Gazze'deki gerçekleri yansıtan birçok tanık ifadesi, insani krizin boyutlarını gözler önüne seriyor. Şehirde yaşayan halk, her gün temel ihtiyaçlarını karşılamakta büyük zorluklarla karşı karşıya kalıyor. Birçok aile, günlük gıda masraflarını karşılamakta zorlandıklarını ve çoğu zaman aç kaldıklarını paylaşıyor. Bir Gazze sakini olan Fatma, “Çocuklarıma daha iyi bir yaşam sunmak istiyorum ama bazen bir ekmek parası bile bulamıyorum,” diyerek durumu özetliyor.

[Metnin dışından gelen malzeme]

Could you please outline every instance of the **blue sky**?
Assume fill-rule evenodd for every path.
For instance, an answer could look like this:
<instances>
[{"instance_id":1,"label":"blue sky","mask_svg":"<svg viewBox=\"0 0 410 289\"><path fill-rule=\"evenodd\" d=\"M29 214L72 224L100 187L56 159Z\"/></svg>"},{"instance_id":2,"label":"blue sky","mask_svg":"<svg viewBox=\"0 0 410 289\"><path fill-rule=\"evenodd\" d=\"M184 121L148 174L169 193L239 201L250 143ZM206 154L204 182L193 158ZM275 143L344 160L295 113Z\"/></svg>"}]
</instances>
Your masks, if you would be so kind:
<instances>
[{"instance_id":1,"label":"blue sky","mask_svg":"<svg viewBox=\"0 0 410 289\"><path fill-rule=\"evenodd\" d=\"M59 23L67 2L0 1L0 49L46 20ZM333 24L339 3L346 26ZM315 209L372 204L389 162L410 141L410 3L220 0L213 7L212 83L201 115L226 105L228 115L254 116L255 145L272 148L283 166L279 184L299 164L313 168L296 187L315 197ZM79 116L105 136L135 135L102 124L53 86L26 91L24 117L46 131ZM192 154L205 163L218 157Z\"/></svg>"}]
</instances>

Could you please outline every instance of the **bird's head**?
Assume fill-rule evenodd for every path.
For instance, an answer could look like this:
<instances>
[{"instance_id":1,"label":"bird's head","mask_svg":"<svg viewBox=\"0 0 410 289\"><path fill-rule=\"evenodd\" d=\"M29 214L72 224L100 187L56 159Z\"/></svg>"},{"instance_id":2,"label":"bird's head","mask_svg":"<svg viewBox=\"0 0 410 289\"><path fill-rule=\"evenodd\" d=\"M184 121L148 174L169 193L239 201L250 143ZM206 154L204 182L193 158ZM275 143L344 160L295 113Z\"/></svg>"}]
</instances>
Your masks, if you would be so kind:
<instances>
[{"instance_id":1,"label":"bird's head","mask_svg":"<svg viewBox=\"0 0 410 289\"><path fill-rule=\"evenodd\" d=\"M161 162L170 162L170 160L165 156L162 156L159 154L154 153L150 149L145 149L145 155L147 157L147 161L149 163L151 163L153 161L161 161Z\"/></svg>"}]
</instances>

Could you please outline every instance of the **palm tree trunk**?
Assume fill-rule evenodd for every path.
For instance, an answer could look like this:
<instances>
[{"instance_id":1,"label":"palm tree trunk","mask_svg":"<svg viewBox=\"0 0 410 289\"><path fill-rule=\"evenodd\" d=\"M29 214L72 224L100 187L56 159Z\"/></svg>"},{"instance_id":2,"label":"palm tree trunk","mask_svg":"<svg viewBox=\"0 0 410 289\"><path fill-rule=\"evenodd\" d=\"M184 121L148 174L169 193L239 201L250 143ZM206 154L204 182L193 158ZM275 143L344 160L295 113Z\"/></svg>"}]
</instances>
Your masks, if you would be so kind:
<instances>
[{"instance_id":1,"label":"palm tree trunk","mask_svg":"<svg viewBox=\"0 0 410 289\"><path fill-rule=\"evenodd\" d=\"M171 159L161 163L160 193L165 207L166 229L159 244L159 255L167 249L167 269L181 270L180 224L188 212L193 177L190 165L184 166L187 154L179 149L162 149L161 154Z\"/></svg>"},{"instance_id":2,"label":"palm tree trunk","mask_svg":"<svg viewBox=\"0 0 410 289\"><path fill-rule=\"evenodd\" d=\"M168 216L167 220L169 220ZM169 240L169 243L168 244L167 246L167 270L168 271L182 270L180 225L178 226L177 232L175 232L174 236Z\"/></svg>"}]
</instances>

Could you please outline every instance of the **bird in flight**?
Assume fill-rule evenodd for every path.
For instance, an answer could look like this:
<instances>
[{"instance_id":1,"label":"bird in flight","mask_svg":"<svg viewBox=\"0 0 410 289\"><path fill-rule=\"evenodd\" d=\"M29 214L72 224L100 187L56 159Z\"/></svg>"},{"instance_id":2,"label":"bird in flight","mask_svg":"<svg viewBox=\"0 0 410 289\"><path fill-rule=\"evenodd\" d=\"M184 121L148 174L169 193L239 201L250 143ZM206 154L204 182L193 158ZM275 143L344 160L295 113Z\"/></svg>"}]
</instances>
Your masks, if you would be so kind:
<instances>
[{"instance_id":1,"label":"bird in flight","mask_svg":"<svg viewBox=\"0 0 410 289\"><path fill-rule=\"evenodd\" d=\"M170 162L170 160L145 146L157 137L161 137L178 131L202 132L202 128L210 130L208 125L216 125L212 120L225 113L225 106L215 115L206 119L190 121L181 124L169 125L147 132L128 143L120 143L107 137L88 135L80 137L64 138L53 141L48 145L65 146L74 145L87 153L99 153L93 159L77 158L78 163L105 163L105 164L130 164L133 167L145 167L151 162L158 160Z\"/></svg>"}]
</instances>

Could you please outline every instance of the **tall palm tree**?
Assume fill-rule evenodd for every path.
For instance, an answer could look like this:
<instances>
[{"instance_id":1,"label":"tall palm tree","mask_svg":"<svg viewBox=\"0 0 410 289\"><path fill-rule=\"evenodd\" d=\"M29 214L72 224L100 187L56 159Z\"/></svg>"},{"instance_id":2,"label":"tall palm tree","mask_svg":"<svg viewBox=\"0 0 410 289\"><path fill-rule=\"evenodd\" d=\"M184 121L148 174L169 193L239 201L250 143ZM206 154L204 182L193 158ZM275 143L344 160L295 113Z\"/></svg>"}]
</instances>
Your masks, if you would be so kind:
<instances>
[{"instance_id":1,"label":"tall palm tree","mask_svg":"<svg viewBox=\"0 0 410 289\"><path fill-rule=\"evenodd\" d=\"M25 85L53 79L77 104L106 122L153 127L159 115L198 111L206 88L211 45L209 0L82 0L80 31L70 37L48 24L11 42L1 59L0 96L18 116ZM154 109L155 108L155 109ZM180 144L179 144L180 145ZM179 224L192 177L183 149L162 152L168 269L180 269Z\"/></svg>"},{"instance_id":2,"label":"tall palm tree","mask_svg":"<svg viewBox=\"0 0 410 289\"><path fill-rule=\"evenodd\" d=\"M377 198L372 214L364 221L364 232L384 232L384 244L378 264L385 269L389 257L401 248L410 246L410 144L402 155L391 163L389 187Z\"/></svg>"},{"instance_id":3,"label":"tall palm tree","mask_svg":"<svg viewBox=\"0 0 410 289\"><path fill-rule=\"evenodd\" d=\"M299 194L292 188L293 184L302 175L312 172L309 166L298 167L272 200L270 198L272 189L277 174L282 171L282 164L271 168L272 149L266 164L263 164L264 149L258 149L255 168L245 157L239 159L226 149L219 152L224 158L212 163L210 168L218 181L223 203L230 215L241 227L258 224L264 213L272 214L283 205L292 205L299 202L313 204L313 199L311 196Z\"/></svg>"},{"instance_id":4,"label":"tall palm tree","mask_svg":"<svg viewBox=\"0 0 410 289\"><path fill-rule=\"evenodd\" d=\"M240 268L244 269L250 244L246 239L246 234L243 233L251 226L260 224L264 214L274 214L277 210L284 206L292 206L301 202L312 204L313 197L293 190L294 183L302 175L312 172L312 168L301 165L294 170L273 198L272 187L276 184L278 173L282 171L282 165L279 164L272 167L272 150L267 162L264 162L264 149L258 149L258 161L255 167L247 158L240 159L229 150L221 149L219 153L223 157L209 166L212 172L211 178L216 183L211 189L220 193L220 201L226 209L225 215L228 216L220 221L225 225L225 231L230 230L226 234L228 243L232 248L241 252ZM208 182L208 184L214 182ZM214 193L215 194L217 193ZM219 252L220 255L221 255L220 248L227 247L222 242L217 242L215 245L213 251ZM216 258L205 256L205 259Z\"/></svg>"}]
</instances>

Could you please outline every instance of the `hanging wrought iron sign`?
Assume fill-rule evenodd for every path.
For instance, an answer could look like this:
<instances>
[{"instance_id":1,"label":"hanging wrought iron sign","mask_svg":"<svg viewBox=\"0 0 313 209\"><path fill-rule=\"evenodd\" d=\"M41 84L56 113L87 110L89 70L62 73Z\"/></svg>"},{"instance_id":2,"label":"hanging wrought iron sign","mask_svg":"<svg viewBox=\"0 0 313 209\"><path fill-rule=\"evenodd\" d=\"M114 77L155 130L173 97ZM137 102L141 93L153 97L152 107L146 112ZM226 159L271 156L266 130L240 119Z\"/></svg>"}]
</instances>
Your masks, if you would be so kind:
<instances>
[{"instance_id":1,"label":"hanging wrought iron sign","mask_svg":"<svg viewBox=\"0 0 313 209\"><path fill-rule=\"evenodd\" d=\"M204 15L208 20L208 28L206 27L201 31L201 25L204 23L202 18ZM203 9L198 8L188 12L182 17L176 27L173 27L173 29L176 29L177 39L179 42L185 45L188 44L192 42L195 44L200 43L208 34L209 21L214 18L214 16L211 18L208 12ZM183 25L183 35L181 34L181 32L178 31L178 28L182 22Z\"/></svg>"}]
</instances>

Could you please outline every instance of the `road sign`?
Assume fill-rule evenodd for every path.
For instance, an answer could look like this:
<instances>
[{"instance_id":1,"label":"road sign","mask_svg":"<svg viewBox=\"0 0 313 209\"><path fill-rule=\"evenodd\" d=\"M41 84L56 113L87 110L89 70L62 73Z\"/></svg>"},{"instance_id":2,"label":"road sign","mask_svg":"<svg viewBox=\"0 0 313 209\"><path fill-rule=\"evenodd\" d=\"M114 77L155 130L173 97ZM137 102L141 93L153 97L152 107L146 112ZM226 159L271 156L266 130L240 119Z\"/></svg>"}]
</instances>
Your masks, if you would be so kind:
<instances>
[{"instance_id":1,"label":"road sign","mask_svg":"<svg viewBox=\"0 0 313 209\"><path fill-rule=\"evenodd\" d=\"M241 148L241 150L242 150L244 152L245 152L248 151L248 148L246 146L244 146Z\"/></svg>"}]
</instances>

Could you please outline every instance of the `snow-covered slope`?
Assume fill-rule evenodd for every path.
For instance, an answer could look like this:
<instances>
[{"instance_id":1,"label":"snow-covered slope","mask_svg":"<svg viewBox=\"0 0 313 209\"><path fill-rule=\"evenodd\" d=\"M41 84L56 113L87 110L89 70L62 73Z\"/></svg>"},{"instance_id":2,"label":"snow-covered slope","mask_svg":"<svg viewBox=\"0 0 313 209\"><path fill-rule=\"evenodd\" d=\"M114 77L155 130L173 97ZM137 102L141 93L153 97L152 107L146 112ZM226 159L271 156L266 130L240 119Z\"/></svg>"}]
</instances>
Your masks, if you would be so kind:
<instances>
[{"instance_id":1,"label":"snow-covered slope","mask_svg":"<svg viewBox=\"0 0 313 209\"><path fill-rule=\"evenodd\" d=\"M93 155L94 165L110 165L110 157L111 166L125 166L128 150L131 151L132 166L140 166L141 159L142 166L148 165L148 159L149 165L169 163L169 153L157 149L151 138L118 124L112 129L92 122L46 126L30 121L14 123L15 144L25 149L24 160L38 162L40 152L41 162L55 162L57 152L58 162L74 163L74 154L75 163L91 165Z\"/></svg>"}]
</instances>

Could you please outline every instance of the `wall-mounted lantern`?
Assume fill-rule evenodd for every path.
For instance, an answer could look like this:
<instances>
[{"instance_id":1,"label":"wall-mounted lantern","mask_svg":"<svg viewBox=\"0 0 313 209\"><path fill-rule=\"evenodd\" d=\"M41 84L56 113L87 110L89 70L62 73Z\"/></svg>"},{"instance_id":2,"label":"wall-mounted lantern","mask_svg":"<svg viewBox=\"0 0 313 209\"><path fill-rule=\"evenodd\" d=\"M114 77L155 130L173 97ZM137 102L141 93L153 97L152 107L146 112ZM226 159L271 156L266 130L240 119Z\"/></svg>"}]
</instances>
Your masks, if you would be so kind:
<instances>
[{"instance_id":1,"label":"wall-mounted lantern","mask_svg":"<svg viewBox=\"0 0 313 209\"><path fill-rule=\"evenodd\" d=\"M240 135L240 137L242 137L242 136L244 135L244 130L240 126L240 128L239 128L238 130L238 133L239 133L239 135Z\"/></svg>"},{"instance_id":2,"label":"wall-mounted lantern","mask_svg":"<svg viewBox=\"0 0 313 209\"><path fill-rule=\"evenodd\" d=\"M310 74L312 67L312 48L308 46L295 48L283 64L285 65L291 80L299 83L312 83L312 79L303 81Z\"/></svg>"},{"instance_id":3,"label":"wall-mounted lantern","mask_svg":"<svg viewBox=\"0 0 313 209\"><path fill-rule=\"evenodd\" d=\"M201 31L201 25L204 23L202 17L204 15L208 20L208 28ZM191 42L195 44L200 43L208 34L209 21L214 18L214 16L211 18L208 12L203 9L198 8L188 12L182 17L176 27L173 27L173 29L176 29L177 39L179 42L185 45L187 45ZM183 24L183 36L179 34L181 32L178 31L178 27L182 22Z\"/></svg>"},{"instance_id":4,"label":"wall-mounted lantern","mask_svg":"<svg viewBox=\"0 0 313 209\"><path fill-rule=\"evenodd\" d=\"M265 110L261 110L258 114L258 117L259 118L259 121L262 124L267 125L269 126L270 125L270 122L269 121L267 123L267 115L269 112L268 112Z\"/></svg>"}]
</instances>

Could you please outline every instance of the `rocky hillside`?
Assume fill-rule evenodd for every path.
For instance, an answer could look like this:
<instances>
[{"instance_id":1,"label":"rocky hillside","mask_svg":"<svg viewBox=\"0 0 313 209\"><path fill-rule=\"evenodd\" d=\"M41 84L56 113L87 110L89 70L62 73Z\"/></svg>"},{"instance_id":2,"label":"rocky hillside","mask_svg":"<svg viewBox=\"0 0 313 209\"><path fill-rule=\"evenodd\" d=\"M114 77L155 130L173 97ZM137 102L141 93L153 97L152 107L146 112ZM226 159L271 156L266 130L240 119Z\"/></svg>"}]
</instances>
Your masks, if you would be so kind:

Başka bir tanık olan Ali, marketlerdeki fiyatların sürekli yükseldiğini ve insanların temel ihtiyaç maddelerini almakta güçlük çektiğini belirtiyor. “Geçen yıl bir kilogram pirinç 5 şekeleydi, şimdi 15 şekeli. Ne alacağımızı bilemiyoruz,” diye konuşan Ali, ablukaların ve ekonomik krizlerin yarattığı zor koşullara dikkat çekiyor. Bu ifadeler, Netanyahu’nun açlık iddialarına ne kadar uzak bir perspektiften baktığını gösteriyor.
Gazze’deki insani durum, sadece açlıkla sınırlı değil, aynı zamanda sağlık hizmetleri, eğitim ve diğer temel hakların ihlaline de yol açıyor. Hastaneler yetersiz donanıma sahip, ilaç sıkıntısı yaşanıyor ve elektrik kesintileri nedeniyle sağlık hizmetleri ciddi bir şekilde sekteye uğramış durumda. Bu durum, özellikle kronik hastalığı olan bireyler için büyük bir tehdit oluşturuyor.
Sonuç olarak, Netanyahu’nun “Gazze’de kimse açlıktan ölmüyor” ifadesi, mevcut koşullar göz önünde bulundurulduğunda oldukça tartışmalıdır. Uluslararası toplumun dikkatini çekmesi gereken bu durum, sadece siyasi bir tartışma konusu olmaktan öte insani bir kriz haline gelmiştir. Gazze’deki insanlar, her gün hayatta kalma mücadelesi verirken, dünya kamuoyunun bu duruma kayıtsız kalmaması gerektiği unutulmamalıdır. İnsanlık dramının bütün boyutlarıyla ele alınması ve çözüm yollarının aranması, hem Gazze halkı için hem de uluslararası barış için kritik bir öneme sahiptir.